Acoustix is a comprehensive Python library for dynamic acoustic simulation designed specifically for robotics research. It enables realistic simulation of reverberant acoustic environments with multiple sound sources and microphone arrays, making it ideal for developing and testing sound-driven navigation, source localization, and audio-based robotic perception systems.

This project was developed as part of my PhD project, realized in the RobotLearn team, at Inria Grenoble, under the supervision of Dr. Xavier Alameda, Pr. Laurent Girin and Dr. Chris Reinke.

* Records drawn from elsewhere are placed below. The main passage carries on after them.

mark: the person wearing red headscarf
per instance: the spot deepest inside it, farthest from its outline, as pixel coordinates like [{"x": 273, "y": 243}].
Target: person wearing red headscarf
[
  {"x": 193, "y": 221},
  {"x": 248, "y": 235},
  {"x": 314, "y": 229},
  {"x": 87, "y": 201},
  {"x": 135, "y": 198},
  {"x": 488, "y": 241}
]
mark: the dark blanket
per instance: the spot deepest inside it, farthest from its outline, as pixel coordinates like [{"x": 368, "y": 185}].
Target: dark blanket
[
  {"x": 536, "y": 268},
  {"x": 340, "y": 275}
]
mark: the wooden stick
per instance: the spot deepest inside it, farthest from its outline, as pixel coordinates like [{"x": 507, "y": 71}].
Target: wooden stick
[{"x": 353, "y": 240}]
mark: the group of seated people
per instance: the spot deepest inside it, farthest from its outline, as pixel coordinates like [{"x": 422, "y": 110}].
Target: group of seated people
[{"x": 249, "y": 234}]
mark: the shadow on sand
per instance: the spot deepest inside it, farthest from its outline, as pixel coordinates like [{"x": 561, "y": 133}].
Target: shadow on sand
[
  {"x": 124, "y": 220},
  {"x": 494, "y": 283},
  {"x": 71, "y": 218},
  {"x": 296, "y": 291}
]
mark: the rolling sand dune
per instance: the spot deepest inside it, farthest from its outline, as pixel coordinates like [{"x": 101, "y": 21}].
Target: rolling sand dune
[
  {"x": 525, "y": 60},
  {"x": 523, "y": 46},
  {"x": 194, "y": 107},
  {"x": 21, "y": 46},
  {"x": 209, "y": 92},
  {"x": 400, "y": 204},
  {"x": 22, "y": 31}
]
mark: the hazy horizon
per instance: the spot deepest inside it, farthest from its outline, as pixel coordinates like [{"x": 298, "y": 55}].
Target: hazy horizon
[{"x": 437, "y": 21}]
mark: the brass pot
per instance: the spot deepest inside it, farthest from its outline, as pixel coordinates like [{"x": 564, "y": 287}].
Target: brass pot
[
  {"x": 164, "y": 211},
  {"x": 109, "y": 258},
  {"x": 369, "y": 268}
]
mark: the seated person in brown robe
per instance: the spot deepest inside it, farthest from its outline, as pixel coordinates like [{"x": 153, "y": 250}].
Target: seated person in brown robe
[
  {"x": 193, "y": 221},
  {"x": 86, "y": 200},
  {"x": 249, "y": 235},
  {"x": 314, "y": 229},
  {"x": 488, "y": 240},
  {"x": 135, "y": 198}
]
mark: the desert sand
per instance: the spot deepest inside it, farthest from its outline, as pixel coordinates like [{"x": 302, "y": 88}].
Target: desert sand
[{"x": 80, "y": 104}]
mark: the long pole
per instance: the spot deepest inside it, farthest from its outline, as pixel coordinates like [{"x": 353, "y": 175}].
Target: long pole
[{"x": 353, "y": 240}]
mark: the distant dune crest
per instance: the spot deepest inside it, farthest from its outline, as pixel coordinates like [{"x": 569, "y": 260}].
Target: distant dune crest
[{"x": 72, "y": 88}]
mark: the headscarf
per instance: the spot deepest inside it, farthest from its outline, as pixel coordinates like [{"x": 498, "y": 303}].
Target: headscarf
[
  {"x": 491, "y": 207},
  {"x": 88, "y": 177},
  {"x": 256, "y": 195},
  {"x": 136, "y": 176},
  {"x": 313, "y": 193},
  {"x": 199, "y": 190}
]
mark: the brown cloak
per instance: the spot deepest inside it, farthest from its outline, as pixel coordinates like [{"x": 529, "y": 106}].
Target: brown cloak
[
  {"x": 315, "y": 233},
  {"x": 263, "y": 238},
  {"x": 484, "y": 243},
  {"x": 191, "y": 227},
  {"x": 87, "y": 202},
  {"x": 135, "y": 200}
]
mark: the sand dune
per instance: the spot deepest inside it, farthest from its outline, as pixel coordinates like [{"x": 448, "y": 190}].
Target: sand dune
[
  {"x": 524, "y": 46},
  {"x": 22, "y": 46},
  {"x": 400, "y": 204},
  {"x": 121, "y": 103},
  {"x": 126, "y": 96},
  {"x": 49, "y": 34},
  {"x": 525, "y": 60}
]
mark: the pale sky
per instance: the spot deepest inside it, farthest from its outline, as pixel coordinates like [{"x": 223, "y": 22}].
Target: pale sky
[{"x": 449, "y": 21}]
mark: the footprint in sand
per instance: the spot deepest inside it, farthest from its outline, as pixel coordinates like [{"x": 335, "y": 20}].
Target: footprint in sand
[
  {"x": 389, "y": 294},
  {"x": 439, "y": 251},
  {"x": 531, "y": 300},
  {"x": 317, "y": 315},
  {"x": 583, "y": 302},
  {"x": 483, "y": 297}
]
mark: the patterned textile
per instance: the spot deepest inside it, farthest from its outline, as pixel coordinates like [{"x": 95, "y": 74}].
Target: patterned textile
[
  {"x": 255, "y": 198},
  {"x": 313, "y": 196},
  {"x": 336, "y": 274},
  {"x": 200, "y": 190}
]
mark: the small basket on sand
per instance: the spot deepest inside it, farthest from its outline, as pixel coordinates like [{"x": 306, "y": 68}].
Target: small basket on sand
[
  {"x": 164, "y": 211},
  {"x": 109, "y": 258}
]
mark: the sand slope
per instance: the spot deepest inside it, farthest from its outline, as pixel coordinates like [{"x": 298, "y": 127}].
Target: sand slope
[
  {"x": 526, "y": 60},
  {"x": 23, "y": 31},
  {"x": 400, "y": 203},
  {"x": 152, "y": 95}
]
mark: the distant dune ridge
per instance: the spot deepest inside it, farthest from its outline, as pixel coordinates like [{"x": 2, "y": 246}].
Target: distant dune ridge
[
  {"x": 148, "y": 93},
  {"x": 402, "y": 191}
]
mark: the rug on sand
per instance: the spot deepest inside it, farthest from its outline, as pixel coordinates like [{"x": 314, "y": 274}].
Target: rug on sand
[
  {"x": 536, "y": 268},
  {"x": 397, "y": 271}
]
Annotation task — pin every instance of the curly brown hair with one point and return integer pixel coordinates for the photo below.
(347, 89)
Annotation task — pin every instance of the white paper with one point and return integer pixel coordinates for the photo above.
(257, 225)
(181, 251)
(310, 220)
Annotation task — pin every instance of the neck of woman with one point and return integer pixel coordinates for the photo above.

You can learn more about this library, its motivations, its applications and the relevant scientific and technical decisions in my PhD manuscript:

  • Chapter 2: Introduction of acoustics in reverberant environments, and presentation of the Acoustics library
  • Chapter 3: Deep-learning-based sound source localization
  • Chapter 4: Active sound source localization
  • Chapter 5: Deep reinforcement learning for sound-driven navigation

The code for all my experiments can be found here.

✨ Key Features

  • 🏠 Realistic Room Acoustics: Simulate reverberant environments with customizable room dimensions and acoustic properties (RT60, absorption coefficients)
  • 🎤 Multiple Microphone Arrays: Support for various array geometries including binaural, linear, square, and triangular configurations
  • 🔊 Diverse Sound Sources: Speech sources (LibriSpeech integration), white noise, and custom audio sources with spatial positioning
  • 🚀 High-Performance Backends: Leverages both gpuRIR and Pyroomacoustics for fast Room Impulse Response (RIR) generation
  • 🧠 Spatial Audio Processing: Built-in STFT computation, DOA (Direction of Arrival) estimation, and ILD/IPD analysis
  • 🗺️ Egocentric Audio Maps: Generate spatial representations of the acoustic environment from the agent's perspective
  • 🎮 Dynamic Simulation: Real-time agent movement and source repositioning during simulation
  • 📊 Rich Visualization: Integrated plotting capabilities for room geometry, source positions, and audio signals

🚀 Quick Start

Installation

pip install acoustix

For speech sources, download the LibriSpeech dataset (optional):

# Install dependencies
sudo apt install tar curl parallel ffmpeg

# Download LibriSpeech train-clean-100 subset
./acoustix/datasets/download_librispeech.sh

Basic Usage

WARNING! The origin of the coordinate system is always in the top-left!

import numpy as np
from acoustix import GpuRirRoom, AudioSimulator
from acoustix.microphone_arrays import BinauralArray

# Create a reverberant room
room = GpuRirRoom(
    size_x=8.0, # Room dimensions in meters
    size_y=6.0,
    height=3.0,
    rt_60=0.5,              # Reverberation time in seconds
    sampling_freq=16_000,   # Sampling frequency
)

# Set up a binaural microphone array (robot's "ears")
array = BinauralArray(
    mic_dist=10,                        # Distance between microphones in cm
    position=np.array([3.5, 2.0, 1.2]), # Agent position (x, y, z)
    orientation=np.array([0, 1, 0]),    # Agent orientation
    mic_pattern="card",                 # Microphone pattern
)

# Initialize the simulator with multiple speech sources
simulator = AudioSimulator(
    room=room,
    mic_array=array,
    n_speech_sources=2,                             # Number of speech sources
    max_audio_samples=4 * room.sampling_frequency,  # 4 seconds of audio
)

# Run simulation
simulator.step()

# Get the multi-channel audio signal
audio = simulator.get_agent_audio()  # Shape: (n_mics, n_samples)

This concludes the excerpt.